I jumped at Rivet's voice. He had an armload of bags, packs, and satchels of varying colors and designs, which he dumped unceremoniously on the floor. I should be moving, doing something. Staying busy like Rivet. He already understood how important that was. Sitting still and thinking was poison.
"Take your pick," Rivet said. We're loading up and heading out."
"Why can't we stay here?" I said.
"For one, Janet's got a grocery list on her fridge longer than the Bible, so there's not much food around here. For two, hell no. There's a corpse in the foyer and I'm not spending the apocalypse down the street from where I spent my life getting high. Call me crazy, but I don't want to kill any zombies I went to school with."
The son of a bitch was actually enjoying this. I'd recognize that gleam of excitement in his eyes blindfolded. Worse, I couldn't find a reason to blame him. Hadn't I felt a similar thrill while going through the medication in the dining room? I'd been washing dust off windshields and selling bathroom tile sets so long I'd forgotten the simple, innocent pleasure of purpose.
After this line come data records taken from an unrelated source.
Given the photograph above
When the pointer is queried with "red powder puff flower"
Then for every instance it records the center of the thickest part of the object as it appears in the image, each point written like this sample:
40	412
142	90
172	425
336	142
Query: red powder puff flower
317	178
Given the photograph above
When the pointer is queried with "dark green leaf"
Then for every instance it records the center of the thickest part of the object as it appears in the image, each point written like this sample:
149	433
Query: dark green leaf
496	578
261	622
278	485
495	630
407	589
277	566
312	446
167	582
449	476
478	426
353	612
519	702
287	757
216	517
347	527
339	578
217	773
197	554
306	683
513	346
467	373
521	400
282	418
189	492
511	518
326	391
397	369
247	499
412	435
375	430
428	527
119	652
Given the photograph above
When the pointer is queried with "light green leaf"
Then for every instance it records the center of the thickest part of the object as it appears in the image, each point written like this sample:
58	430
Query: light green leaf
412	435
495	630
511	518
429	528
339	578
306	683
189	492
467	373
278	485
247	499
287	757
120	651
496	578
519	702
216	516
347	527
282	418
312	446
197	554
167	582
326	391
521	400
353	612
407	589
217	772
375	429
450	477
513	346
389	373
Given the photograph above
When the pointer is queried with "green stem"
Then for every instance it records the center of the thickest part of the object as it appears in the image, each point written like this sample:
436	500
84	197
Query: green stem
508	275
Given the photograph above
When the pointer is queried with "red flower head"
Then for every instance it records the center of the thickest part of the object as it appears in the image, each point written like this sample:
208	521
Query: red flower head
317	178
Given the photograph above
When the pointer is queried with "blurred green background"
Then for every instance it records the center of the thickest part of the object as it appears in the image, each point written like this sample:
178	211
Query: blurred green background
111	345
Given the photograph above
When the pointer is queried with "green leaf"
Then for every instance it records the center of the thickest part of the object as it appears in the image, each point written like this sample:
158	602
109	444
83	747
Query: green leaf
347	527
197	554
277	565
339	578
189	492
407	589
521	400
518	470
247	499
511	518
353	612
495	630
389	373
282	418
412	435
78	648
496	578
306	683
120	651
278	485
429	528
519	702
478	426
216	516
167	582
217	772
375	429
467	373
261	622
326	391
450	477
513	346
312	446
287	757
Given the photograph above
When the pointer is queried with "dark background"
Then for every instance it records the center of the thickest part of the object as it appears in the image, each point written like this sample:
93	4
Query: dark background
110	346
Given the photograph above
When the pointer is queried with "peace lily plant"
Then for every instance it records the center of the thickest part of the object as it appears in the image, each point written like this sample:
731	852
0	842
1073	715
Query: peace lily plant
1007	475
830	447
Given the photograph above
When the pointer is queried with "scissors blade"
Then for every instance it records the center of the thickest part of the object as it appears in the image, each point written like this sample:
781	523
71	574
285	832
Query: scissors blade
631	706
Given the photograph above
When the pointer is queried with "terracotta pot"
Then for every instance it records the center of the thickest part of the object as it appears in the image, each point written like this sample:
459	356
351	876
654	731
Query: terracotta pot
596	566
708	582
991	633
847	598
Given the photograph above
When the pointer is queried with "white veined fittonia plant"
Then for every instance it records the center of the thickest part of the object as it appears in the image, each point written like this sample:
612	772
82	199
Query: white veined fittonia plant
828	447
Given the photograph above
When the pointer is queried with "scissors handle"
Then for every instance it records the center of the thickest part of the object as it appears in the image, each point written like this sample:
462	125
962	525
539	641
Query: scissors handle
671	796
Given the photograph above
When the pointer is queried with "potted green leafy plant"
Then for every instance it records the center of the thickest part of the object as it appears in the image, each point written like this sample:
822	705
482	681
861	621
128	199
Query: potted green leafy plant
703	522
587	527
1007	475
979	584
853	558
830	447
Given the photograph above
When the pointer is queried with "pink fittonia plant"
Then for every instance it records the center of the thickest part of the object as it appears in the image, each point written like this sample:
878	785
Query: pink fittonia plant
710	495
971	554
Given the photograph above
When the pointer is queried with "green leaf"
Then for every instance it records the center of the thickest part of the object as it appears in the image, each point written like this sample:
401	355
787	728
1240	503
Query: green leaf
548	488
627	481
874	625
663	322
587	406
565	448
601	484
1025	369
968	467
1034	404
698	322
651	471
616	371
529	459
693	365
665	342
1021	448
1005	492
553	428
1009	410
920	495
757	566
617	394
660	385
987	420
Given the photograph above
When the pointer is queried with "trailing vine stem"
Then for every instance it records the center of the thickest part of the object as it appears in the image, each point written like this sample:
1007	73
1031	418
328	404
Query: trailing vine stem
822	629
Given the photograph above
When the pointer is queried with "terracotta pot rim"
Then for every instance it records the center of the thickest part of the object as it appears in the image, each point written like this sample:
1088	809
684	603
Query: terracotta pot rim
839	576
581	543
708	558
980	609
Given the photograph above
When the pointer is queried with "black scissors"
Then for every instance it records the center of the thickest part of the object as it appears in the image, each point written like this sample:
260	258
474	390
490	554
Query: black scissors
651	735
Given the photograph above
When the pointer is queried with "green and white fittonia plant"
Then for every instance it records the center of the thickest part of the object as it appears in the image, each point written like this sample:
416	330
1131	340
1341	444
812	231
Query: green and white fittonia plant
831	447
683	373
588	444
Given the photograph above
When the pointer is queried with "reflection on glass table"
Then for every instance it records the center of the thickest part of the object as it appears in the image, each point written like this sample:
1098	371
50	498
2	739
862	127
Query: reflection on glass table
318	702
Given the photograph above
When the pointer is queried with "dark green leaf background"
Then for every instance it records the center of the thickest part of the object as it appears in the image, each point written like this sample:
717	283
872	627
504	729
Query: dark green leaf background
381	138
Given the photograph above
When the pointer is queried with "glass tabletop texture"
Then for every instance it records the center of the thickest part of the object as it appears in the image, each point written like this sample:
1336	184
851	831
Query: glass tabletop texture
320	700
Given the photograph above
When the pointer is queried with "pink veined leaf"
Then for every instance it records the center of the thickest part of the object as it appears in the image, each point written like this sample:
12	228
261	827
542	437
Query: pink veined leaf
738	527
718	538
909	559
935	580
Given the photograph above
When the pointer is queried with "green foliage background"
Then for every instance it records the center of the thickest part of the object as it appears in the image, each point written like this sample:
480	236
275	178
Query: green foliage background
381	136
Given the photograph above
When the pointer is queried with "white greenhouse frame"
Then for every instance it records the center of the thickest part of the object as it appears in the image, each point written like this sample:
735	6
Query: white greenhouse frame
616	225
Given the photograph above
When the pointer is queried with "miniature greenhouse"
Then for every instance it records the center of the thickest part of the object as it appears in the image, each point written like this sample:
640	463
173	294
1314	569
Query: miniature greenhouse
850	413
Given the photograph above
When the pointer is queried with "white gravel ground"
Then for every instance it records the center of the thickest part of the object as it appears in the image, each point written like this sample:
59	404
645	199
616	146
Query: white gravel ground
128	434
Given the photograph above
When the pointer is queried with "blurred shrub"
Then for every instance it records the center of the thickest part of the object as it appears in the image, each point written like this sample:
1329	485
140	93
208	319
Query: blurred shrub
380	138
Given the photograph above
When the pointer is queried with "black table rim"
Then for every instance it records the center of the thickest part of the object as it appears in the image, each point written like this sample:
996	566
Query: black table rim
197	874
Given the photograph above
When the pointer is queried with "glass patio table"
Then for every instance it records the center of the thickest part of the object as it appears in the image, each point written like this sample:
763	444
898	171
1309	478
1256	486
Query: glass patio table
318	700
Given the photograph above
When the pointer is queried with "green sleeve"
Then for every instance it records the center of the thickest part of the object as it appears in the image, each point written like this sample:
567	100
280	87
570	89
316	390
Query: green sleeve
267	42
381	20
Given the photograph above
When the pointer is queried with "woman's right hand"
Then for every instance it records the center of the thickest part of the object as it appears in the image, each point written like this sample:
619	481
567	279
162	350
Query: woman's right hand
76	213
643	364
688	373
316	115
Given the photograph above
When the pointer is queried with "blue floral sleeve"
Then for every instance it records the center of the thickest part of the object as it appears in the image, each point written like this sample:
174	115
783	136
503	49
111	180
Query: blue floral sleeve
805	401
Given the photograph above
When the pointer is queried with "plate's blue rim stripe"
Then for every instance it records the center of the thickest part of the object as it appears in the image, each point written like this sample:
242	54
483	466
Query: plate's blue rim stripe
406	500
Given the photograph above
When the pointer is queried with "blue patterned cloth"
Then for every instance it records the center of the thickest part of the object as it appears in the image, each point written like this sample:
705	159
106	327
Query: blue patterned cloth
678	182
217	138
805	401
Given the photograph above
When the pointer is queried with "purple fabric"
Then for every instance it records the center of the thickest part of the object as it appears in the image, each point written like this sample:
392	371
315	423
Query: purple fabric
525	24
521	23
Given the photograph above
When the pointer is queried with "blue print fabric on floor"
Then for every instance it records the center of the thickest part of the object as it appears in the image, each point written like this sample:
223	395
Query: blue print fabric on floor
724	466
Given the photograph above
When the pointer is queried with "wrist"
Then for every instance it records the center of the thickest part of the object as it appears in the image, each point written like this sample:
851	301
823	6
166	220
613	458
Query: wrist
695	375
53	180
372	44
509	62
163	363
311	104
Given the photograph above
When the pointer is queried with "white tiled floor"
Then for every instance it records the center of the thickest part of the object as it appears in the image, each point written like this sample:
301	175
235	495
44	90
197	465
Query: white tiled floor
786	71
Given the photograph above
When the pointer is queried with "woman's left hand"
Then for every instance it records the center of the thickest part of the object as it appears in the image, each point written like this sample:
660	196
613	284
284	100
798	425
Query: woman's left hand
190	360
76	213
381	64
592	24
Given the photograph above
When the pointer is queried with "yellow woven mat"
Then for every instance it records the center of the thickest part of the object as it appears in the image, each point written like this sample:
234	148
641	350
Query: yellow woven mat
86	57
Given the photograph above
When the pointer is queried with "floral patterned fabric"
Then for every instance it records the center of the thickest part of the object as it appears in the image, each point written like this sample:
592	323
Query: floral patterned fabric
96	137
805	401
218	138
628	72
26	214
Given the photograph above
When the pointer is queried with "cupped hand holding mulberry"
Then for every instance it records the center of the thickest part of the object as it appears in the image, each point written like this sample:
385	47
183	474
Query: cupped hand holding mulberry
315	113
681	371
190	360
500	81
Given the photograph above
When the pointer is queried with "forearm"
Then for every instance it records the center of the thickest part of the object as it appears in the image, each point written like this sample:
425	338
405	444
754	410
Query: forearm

Of tromping through those woods, gripping that Nerf gun tightly, checking again that it was cocked when I knew it was, analyzing every minute sound and leafy sway, senses heightened, escaping. Parents didn't argue out in the woods. Fathers didn't have a reason not to come home. Mothers didn't have a chance to lock themselves away from a little boy for hours at a time. Not in the woods. The air was too crisp, the sun too warm, to allow such nonsense. Despite the terrible wars Rivet and I imagined into existence, nobody died in the woods.
"Where are we going?" I asked, surrendering the decision to Rivet.
"Dinkins," he said. Joshuah Hill's only pharmacy. I didn't mention my house, the water we'd managed to stockpile, any of that. What we really needed, we couldn't find there. Dinkins Drug was the logical place.
A plastic bottle struck the floor in the dining room. I raced around the stairway and saw Jennie scrambling to put the prescription bottles back where they'd been on the table.
"What are you doing?" I asked.
"Titan knocked them down," she explained, swallowing.
"Titan?"
"The cat." She nodded. It was on the far edge of the table, eating dry kibble from a little bowl surrounded by knives. "The name was on his collar."
"We're heading out," Rivet said behind me. "Grab some food and pick a good weapon." He thrust a small blue backpack at Jennie. "That's for the meds. Let's go."